31日に両国国技館にて、ダライラマ法王の法話が行われました。今まで、チベットの高僧の法話を聞く機会は何度かありましたが、ダライラマ法王の話を聞くのは初めてでしたので、とても楽しみにして両国国技館に向かいました。
演題は「さとりへ導く3つの心と発菩提心」という内容です。
講演は、同時通訳ではなく、法王の法話を逐次通訳していく方法でした。通訳の方はものすごく優秀な方で、立て板に水で仏教用語を交えながら通訳をされてゆきました。

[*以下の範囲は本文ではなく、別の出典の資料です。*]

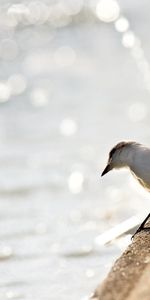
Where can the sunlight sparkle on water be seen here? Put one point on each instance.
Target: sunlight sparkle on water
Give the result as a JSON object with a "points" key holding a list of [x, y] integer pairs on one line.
{"points": [[75, 182], [72, 7], [39, 97], [8, 49], [68, 127], [65, 56], [107, 10], [128, 39], [122, 24], [17, 83], [4, 92]]}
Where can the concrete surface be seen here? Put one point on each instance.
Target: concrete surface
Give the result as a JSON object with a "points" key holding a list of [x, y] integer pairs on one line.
{"points": [[129, 278]]}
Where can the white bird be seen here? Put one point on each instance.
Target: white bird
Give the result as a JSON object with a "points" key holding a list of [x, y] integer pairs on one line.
{"points": [[134, 156]]}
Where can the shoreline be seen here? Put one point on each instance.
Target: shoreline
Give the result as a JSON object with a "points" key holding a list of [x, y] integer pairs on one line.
{"points": [[129, 278]]}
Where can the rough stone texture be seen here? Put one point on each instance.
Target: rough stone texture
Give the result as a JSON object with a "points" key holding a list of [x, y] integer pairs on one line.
{"points": [[129, 278]]}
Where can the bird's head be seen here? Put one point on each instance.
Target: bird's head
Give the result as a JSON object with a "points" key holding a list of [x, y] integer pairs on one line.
{"points": [[119, 156]]}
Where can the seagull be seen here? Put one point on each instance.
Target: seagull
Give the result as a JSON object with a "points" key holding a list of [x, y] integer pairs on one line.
{"points": [[135, 157]]}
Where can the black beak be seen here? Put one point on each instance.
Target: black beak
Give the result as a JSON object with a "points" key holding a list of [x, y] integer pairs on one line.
{"points": [[106, 170]]}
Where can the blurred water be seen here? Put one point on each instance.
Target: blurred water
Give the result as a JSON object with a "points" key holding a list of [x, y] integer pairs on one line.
{"points": [[69, 90]]}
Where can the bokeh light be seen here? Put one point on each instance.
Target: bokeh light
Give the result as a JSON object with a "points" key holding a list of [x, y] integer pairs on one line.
{"points": [[17, 84], [107, 10]]}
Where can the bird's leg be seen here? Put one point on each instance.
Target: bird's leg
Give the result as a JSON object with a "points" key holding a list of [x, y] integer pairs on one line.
{"points": [[141, 226]]}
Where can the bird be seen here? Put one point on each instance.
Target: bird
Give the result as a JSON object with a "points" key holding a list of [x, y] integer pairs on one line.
{"points": [[135, 157]]}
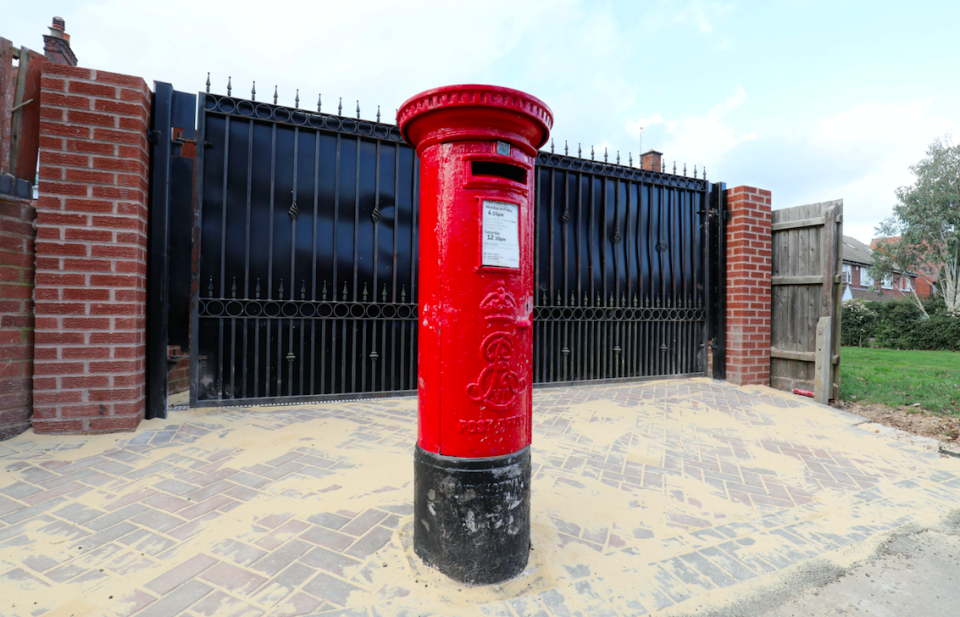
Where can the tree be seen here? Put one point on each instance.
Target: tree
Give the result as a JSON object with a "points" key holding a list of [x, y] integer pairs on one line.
{"points": [[927, 221]]}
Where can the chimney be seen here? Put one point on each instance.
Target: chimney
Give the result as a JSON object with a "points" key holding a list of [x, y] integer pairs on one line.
{"points": [[56, 45], [650, 160]]}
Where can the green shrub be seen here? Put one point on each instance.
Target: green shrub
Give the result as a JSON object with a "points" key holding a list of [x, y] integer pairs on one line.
{"points": [[894, 319], [858, 323], [940, 332]]}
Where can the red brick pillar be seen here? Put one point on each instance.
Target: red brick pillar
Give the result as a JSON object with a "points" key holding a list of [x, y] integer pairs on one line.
{"points": [[16, 305], [90, 367], [748, 286]]}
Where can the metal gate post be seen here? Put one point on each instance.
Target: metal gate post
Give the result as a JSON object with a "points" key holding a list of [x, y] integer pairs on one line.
{"points": [[717, 279], [168, 269], [158, 258]]}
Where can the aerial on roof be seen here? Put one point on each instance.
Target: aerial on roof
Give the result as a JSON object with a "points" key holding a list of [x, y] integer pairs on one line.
{"points": [[856, 251]]}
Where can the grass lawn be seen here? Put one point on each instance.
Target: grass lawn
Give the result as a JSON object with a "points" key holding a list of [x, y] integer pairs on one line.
{"points": [[895, 378]]}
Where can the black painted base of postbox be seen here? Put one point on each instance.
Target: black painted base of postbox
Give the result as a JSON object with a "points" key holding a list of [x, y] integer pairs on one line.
{"points": [[471, 516]]}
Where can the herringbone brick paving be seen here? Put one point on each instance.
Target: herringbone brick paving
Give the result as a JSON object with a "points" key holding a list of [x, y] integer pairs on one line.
{"points": [[645, 496]]}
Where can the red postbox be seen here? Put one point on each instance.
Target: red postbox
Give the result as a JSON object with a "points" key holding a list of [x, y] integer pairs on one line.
{"points": [[477, 147]]}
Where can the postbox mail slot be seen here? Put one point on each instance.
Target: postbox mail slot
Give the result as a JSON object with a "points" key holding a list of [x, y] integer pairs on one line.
{"points": [[499, 170]]}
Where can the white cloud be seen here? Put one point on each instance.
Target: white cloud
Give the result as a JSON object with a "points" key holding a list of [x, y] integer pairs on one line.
{"points": [[874, 145], [698, 138]]}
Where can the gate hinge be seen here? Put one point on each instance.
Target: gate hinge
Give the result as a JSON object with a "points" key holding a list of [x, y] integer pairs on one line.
{"points": [[176, 136]]}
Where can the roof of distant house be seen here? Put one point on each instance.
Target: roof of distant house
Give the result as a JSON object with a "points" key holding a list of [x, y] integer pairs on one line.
{"points": [[856, 252], [928, 270]]}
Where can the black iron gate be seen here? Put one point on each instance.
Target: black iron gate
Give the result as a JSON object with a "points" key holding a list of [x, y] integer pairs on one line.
{"points": [[306, 288], [620, 278], [307, 228]]}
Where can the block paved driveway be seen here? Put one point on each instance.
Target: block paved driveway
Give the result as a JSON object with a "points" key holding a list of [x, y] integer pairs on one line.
{"points": [[657, 496]]}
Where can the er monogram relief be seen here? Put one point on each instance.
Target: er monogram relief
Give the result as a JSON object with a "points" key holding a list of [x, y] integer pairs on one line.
{"points": [[499, 383]]}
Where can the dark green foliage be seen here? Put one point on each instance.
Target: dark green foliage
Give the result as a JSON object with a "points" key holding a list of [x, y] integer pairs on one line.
{"points": [[858, 323], [901, 325]]}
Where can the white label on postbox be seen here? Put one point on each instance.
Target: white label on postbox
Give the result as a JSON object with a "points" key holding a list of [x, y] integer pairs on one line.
{"points": [[501, 234]]}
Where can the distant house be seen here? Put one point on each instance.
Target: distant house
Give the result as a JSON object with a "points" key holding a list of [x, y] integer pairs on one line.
{"points": [[857, 283]]}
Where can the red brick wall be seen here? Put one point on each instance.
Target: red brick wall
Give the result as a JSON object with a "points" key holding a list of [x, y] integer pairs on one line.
{"points": [[89, 370], [749, 270], [16, 315]]}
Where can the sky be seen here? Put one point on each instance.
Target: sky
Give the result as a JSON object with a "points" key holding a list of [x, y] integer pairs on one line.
{"points": [[812, 100]]}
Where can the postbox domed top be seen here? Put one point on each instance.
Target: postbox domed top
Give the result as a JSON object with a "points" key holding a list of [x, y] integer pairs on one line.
{"points": [[474, 111]]}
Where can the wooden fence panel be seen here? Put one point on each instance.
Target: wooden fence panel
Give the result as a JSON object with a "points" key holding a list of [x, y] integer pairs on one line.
{"points": [[805, 297]]}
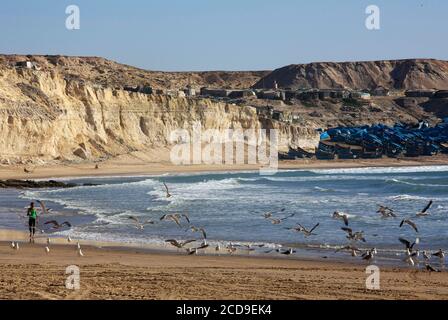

指を捻挫しているのでメモも取れず、録音もしていないので、記憶をたどりながら記します。肝心の部分が抜けていたりするとおもいますが、印象に残った話を記しますと・・・。
「意識とは何か?自我とは何か?意識はどこから始まり、どこで終わるのか?」という話をされました。
法王の話では、キリスト教など世界は神が創ったと考える宗教では、自我の始まりと終わりがあるが、仏教では、始まりもなければ終わりも無いと考えるのだそうです。
また「自分とは何を指しますか?頭でしょうか。体のことでしょうか?」と問いかけられました。
ダライラマ法王の答えは「五蘊の上に乗っているだけである。」というような話をされていました。
されていたようだというのも、法王の「空」や「五蘊」という概念の話を聞きながら、頭の中でイメージしていると、意識が中有(パルド)の世界に入ってしまい分からなくなってしまったからです。
※単に、私が居眠りしてしまっただけです。チベット仏教で中有は居眠りの事ではありません。この世とあの世の間の場所です。
周りを見回すと、私と同じく考え込みながら居眠りをしている人も結構いました。
仏教の話だけでなく、「いろいろな教えを学びなさい。その事によって他者の立場になって考える事が出来るようになります。その上で、自分に一番あった教えを学びなさい。」と話されました。
法話の後、会場からの質問コーナーになりました。チベットやウイグルの独立に関する質問など多くの質問がでましたが、法王が一番心を込めて答えてられていたのは、若い女性からの次のような質問でした。
「私は、自分が好きになれません。どうしたら良いでしょう。」
法王は「あなたは、楽しいなあと思う時は自分の事が嫌いですか?そんな事はないでしょう。その時々に左右されます。自分が嫌いだという事は無いんですよ。」と答えれました。
いろんな人が質問されましたが、自分自身の悩みを質問されたのはこの人だけだったように思います。
だから、ダライラマも心を込めて答えられたように思いました。
さて、本日1日は、ダライラマと科学者との対話との事です。